Finding notes in the Classic tuning
I get a lot of questions from students about how to find notes on the board, so I though this might help some of you who use the Classic tuning. Much of the inspiration for it comes from Emmett's own Free Hands
book, where the wonders of Touchboard geometry were first brought to light. The Matched Reciprocal tuning seems easier to me to identify from the nut and octave nodes, more like a guitar fretboard.
Any suggestions, complaints or observations are always more than welcome.
FINDING NOTES ON THE CLASSIC™ TUNING
a few tips from Greg Howard
Sometimes students ask me how to find notes more easily on the Stick. Often, they are used to counting up from the nut to find notes if they are coming from a guitar or bass background. If they are coming from keyboard, then they are used to seeing black and white keys.
From my perspective, The Stick is best viewed as a two-dimensional surface with reference only to the pattern of inlays and the grid of string and frets that overlays it.
Looking at the fretboard this way, I find the Classic tuning the easiest to navigate in terms of pitches and their relationship to the inlay markers.
Here are four charts that show the 10-string Classic tuning. The first shows how the bass strings at the first and second inlay markers are the same pitches as the melody strings at the third and fourth inlay markers.
These are common playing areas of both string sets, with the left hand usually playing just below and just above this range on the bass strings and the right hand playing just below and just above this range on the melody strings, much of the time.
This second chart shows a the pattern of E minor pentatonic. Note how the patterns of notes have the same relationship to the inlays on both sets of strings.
This third chart shows the notes in a C major scale (or A minor scale) on both sets of strings, extending just beyond the fret range for the E minor pentatonic pattern we had in diagram #2.

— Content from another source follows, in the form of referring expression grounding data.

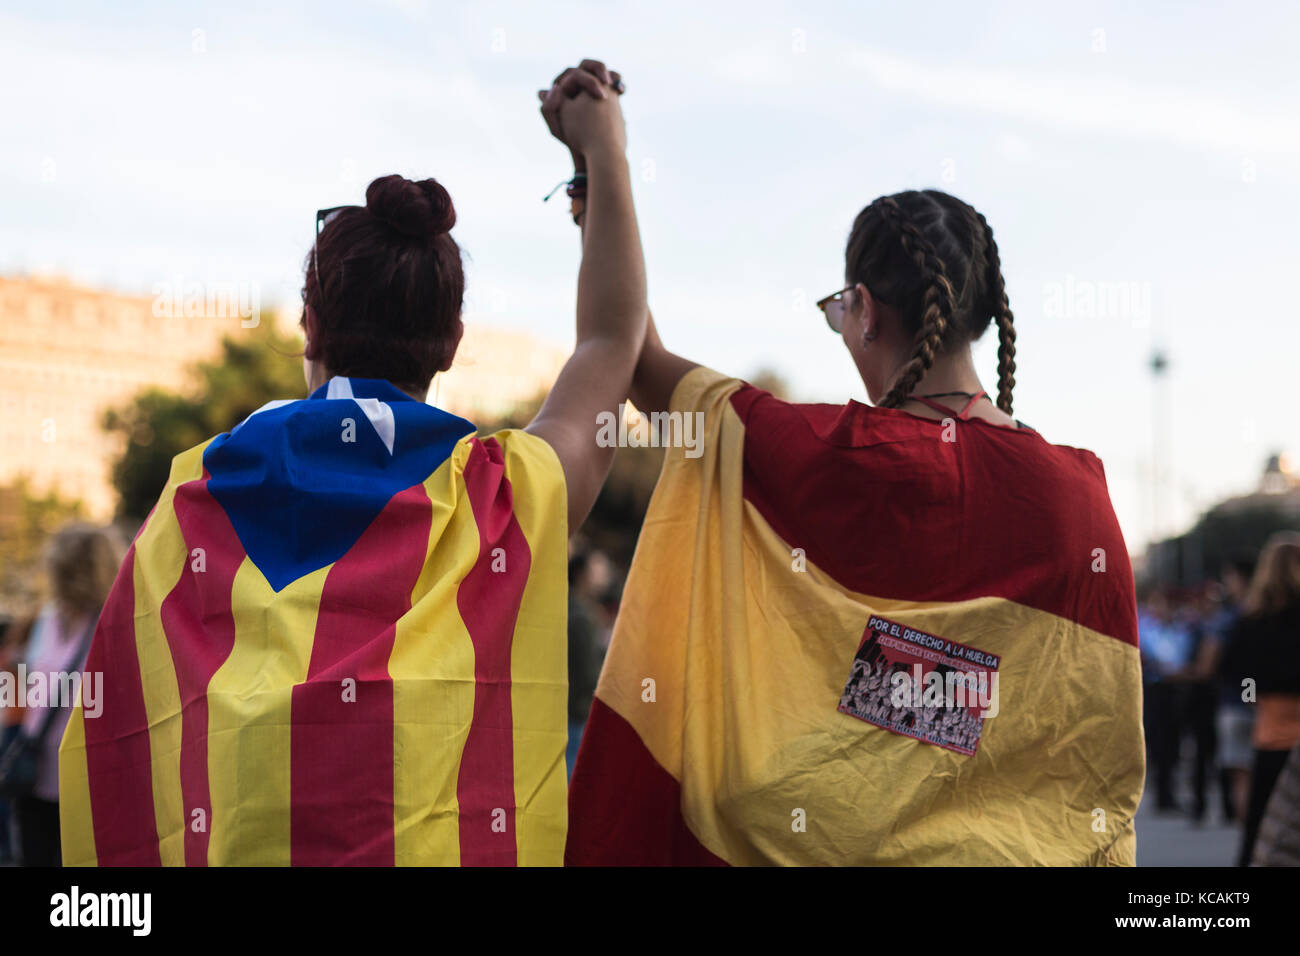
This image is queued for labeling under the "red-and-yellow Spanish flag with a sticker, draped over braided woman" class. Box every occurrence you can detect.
[566,368,1144,865]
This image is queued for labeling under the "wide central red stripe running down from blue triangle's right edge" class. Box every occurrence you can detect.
[290,485,433,866]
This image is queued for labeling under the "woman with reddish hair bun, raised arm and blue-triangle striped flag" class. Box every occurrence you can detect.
[61,61,646,865]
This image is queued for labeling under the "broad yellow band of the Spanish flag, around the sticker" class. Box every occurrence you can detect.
[598,373,1144,865]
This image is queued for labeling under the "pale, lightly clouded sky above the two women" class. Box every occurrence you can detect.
[0,0,1300,550]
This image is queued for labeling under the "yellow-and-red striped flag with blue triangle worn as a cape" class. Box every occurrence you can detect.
[60,377,567,865]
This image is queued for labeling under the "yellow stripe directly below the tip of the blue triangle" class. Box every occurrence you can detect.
[208,558,325,866]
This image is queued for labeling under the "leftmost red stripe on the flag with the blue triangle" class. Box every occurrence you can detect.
[85,545,163,866]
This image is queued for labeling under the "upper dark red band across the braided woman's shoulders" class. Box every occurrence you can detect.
[732,386,1138,645]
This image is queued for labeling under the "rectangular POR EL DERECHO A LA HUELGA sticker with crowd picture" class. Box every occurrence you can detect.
[839,615,1001,756]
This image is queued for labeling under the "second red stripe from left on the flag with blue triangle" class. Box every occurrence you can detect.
[160,470,244,866]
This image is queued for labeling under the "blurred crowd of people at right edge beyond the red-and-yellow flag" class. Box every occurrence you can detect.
[1139,532,1300,866]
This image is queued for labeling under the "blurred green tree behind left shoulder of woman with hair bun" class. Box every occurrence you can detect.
[104,317,306,523]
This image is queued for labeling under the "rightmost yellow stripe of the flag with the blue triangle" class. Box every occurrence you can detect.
[494,431,568,866]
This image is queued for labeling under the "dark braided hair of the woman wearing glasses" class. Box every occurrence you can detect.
[845,190,1015,415]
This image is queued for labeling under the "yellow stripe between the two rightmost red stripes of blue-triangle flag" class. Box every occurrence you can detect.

The last chart show the most important visual relationship for the geometry of 4ths and inverted 5ths, the unison/octave triangle. Notice how any given pitch offsets by one string as you move five frets in either direction. With linear inlays especially, this relationship is easy to see, as each note is clearly visible in relation to the fret where the inlay lies, instead of a point in the center of the board. Hint, if you don't have linear inlays, you can create your own using violin fingerboard tape
Initially, you don't need to learn all of the notes on all of the strings. For example, if you learn the lowest three bass strings and then the octave shapes, then you can easily name the notes on the higher bass strings.

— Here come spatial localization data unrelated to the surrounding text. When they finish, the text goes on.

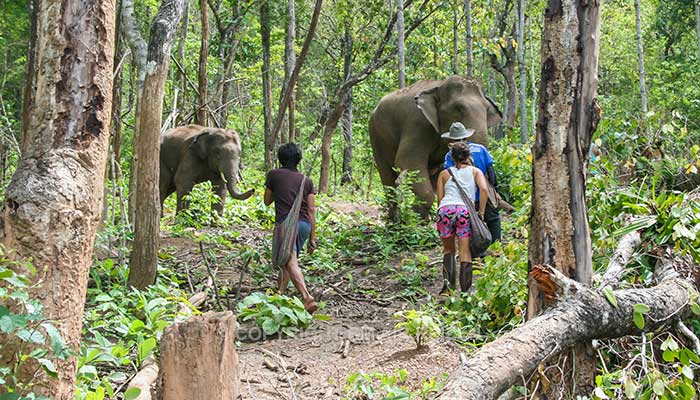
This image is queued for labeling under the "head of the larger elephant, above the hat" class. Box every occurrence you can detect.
[414,76,502,146]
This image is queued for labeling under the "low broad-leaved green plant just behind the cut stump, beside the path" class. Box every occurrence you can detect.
[237,292,324,337]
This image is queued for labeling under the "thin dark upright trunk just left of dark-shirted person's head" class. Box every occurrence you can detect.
[260,1,275,170]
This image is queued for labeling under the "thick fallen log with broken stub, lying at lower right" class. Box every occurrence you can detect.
[437,265,697,400]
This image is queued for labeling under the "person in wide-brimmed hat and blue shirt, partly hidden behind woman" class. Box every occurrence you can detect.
[441,122,501,250]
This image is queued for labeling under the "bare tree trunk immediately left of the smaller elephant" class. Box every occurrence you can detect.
[128,0,183,289]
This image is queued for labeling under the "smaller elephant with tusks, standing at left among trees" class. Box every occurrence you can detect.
[160,125,255,214]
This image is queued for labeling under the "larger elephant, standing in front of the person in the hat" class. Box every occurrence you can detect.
[369,76,502,218]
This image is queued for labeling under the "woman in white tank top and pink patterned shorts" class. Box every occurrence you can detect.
[437,142,488,292]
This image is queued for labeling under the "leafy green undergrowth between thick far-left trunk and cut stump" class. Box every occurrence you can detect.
[76,259,187,400]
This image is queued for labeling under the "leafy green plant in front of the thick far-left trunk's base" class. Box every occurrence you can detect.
[0,247,72,400]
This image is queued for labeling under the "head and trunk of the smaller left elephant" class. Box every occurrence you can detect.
[189,129,255,200]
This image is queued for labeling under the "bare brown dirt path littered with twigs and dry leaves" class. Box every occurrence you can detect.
[161,202,461,400]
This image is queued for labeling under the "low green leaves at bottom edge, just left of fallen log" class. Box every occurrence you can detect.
[343,369,447,400]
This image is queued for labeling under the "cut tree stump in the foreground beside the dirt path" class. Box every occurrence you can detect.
[160,311,240,400]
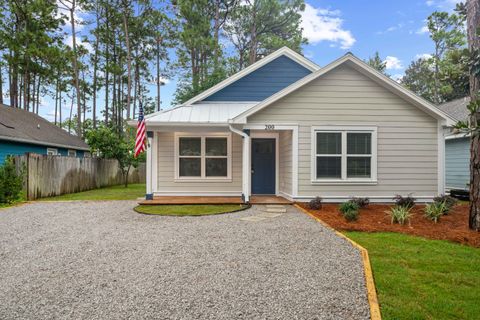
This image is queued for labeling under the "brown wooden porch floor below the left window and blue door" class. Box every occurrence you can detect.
[138,196,292,205]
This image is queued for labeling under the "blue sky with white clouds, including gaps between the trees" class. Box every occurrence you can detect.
[32,0,459,120]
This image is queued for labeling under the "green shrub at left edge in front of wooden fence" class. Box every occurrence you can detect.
[0,158,23,203]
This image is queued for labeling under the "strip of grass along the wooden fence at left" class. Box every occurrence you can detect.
[38,183,145,201]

Another strategy is to learn all the notes at a given group of frets, and then shift them up and down the board by five frets.
Melody fret 10: C, G, D, A, E (and bass X fret on 36" scale Sticks)

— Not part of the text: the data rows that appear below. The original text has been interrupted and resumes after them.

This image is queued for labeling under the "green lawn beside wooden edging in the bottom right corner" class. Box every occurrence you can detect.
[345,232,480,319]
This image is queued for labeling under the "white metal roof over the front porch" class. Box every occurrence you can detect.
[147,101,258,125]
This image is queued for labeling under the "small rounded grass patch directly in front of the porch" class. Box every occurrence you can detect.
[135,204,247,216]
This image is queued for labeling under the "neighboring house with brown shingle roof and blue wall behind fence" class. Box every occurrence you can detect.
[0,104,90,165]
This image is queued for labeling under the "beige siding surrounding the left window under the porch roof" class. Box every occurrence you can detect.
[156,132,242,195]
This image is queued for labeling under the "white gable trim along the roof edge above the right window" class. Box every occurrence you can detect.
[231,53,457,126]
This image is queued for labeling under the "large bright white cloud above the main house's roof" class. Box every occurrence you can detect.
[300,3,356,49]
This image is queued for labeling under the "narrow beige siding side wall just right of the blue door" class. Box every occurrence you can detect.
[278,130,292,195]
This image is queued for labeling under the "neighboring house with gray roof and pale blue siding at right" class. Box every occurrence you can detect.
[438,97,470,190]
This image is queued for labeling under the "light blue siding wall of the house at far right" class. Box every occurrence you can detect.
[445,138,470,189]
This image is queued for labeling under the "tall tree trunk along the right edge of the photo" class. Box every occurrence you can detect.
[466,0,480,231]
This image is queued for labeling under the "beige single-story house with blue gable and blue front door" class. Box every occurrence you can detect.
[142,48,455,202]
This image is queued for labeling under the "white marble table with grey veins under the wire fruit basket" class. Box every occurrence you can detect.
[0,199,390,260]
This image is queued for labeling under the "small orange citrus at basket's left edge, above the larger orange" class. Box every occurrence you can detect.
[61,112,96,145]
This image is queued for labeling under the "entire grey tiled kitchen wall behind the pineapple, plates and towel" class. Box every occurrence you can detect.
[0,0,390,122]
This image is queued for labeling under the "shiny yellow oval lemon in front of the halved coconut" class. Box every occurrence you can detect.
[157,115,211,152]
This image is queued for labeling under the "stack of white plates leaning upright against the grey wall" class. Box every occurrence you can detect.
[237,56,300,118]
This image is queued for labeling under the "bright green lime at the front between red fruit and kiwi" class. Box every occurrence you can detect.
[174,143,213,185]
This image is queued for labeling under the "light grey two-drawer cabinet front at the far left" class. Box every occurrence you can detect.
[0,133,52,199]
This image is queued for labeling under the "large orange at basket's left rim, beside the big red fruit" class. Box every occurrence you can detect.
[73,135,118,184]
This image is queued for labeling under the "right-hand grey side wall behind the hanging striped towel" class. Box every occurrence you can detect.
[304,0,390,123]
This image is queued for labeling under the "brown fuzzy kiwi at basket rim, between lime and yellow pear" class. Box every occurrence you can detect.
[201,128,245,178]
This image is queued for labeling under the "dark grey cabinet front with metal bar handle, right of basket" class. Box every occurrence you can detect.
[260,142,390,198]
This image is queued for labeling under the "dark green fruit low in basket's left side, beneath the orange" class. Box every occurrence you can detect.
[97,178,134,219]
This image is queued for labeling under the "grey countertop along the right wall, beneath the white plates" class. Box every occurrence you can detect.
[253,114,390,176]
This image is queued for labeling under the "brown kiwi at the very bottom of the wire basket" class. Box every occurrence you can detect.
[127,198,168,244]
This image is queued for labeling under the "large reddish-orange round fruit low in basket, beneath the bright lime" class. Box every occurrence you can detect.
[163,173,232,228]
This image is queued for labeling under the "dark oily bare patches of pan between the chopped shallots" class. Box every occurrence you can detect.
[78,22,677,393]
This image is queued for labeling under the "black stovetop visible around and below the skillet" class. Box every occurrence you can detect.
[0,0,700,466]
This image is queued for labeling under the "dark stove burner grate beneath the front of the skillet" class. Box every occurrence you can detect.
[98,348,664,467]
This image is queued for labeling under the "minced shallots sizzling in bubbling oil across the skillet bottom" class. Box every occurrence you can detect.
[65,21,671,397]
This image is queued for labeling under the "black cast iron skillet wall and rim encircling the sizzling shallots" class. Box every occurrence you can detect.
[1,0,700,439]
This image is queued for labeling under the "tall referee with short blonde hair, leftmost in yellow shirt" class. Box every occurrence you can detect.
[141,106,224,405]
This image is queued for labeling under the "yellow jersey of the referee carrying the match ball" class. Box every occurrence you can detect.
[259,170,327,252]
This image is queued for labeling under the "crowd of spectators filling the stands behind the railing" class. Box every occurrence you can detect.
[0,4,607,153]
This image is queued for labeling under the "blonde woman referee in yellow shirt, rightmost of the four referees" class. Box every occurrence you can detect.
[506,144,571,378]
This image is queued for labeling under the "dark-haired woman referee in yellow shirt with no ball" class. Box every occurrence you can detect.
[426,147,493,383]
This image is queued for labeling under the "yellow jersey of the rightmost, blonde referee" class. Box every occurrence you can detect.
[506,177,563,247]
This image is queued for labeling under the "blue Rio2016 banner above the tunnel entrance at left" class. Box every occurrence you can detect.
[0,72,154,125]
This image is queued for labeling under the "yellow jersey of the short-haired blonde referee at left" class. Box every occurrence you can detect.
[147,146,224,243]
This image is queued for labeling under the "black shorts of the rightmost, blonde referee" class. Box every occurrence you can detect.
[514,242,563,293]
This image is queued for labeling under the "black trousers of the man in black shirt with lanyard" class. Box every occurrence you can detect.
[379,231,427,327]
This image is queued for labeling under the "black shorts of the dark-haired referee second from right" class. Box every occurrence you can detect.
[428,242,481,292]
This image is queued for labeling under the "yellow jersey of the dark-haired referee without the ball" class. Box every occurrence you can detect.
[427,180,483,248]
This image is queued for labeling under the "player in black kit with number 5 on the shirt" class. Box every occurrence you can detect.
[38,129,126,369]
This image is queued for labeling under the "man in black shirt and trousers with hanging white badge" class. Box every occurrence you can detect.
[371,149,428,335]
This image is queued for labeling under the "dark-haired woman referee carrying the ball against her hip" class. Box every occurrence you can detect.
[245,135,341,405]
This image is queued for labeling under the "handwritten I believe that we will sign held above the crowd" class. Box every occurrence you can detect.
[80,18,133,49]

Melody fret 12: D, A, E, B, F# (and bass fret 2)
Melody fret 13: Eb, Bb, F, C, G (this one is really important to know on the melody, I think)
Melody fret 15: F, C, G, D, A (and bass fret 5, probably the most important bass fret to know by heart beyond the inlays)
with the unison/octave triangles, you can easily find other notes outside of this six fret span.
FOR GRAND STICK
The same general principles apply to the Grand Stick tuning, the inlays match up, but there is an extra string at the end of each sequence, a low melody string and a high bass string.